Hash Table

A hash table is a data structure that implements an associative array by using a hash function to compute indices for storing and retrieving key-value pairs with optimal average-case time complexity.

Hash Table

A hash table (also known as a hash map) is a fundamental data structure that enables efficient storage and retrieval of key-value pairs. It works by transforming keys into array indices using a hash function, achieving constant-time O(1) average case performance for insertions, deletions, and lookups.

Core Concepts

Hash Function

The heart of a hash table is its hash function, which:

  • Converts keys of any size into fixed-size integers
  • Distributes values uniformly across the available space
  • Generates the same output consistently for identical inputs
  • Minimizes collision between different inputs

Collision Resolution

When multiple keys hash to the same index, collision resolution becomes necessary.
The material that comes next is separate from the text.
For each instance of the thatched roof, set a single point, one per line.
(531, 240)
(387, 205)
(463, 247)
Common strategies include:

  1. Chaining: Each array slot contains a linked list of elements
  2. Open Addressing: Probing for next available slot using methods like:
    • Linear probing
    • Quadratic probing
    • Double hashing

Performance Characteristics

Time Complexity

  • Average case: O(1) for insert, delete, search
  • Worst case: O(n) when many collisions occur
  • Space Complexity: O(n) where n is the number of stored items

Load Factor

The load factor (α) = n/m, where:

  • n = number of stored elements
  • m = size of the hash table
  • Typically maintained below 0.7 for optimal performance

Applications

Hash tables are extensively used in:

Implementation Considerations

Resizing

  • Dynamic Array is needed when load factor exceeds threshold
  • Usually doubles table size when capacity is reached
  • Requires rehashing all existing elements

Key Requirements

Keys must be:

  • Immutable while in the hash table
  • Implement consistent equals and hashCode methods
  • Distribute well across the hash space

Common Operations

INSERT(key, value):
    index = hash(key) % tableSize
    store (key,value) at index (handling collisions)

SEARCH(key):
    index = hash(key) % tableSize
    return value at index (following collision chain if necessary)

DELETE(key):
    index = hash(key) % tableSize
    remove (key,value) at index (handling collision chain)

Trade-offs

Advantages

  • Constant-time average case operations
  • Flexible key types
  • Space-efficient for sparse data

Disadvantages

  • No ordering of keys
  • Performance degrades with poor hash functions
  • Extra space needed for collision handling

Hash tables represent a crucial Algorithm tool in computer science, balancing theoretical elegance with practical utility in countless applications.